This is to help with https://github.com/pandegroup/openmm/issues/1443 -- we need to determine whether valid OpenEye molecules can be created in general (irrespective of charge) from elements, connectivity, and bond order. The intention is to update OpenMM's Topology to include bond order, and we need to make sure we have the necessary info in general.
John Chodera currently has a hacked tool for doing something like this at https://github.com/choderalab/openmoltools/blob/master/openmoltools/forcefield_generators.py#L80-L179 which uses antechamber to infer bond orders with the assumption that the molecule is neutral.

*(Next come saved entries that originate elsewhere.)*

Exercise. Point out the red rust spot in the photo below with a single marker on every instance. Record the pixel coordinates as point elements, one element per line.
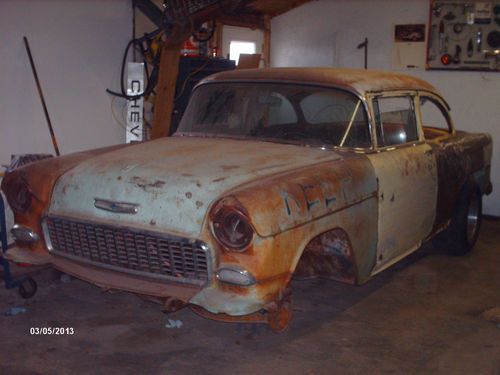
<point>145,184</point>
<point>226,168</point>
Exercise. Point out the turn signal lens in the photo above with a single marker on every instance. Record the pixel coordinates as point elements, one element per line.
<point>232,229</point>
<point>446,59</point>
<point>235,276</point>
<point>24,234</point>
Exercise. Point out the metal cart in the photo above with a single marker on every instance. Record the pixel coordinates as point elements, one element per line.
<point>27,287</point>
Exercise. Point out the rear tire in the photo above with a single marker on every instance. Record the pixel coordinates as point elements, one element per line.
<point>462,234</point>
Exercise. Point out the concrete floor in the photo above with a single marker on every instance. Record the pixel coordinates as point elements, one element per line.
<point>424,315</point>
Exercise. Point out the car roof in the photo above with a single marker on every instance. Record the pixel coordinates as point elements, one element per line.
<point>356,80</point>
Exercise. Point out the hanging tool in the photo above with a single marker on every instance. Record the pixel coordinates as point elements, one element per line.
<point>40,93</point>
<point>442,37</point>
<point>479,39</point>
<point>456,57</point>
<point>470,48</point>
<point>365,46</point>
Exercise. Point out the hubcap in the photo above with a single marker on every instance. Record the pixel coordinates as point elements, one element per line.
<point>472,217</point>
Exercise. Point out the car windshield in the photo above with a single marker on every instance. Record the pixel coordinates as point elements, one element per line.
<point>288,113</point>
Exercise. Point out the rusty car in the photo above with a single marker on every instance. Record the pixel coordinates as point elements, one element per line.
<point>272,174</point>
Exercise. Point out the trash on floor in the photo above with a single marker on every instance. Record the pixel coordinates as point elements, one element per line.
<point>12,311</point>
<point>492,315</point>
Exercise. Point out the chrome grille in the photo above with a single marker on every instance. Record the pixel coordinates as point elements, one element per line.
<point>127,250</point>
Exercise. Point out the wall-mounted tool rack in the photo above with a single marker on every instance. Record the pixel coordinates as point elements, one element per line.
<point>464,35</point>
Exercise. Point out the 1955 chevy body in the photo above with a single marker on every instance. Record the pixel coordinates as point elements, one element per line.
<point>273,174</point>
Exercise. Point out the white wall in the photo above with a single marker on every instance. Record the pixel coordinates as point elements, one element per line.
<point>326,33</point>
<point>77,46</point>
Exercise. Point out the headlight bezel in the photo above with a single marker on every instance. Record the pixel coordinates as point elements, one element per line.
<point>19,195</point>
<point>226,214</point>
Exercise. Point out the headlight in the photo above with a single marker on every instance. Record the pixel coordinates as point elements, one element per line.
<point>232,228</point>
<point>19,195</point>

Here we will attempt a more general solution.
We need to ensure that this works for various bond orders including aromatics, and that it works for molecules of various charges including unusual protonation states.
In [33]:
# NBVAL_SKIP
from openeye.oechem import *
mol = OEMol()
#smiles = 'CC(c1ccccc1)C(=O)[O-]'
smiles = 'C[NH2+]CC(c1ccccc1)C(=O)[O-]'
OEParseSmiles(mol, smiles)
OEAddExplicitHydrogens(mol)
OEAssignAromaticFlags(mol)
OETriposAtomNames(mol)
In [34]:
def get_atom_properties(mol):
"""Return atomic numbers, names, connectivity, and bond orders involved in an OE molecule.
Arguments:
----------
mol : OEMol
OpenEye molecule to process
Returns
-------
atomic_numbers : list of ints
List of integer atomic numbers
names : list of strings
List of strings of atom names
bonds : list of tuples
List of tuples of atom names involved in bonds in the format [ (bond1_name1, bond1_name2), (bond2_name1, bond2_name2), ...]
bond_orders : list of ints
List of integer bond orders corresponding to the bonds in the prior list
"""
atomic_numbers = []
names = []
bonds = []
bond_orders = []
for atom in mol.GetAtoms():
atomic_numbers.append( atom.GetAtomicNum())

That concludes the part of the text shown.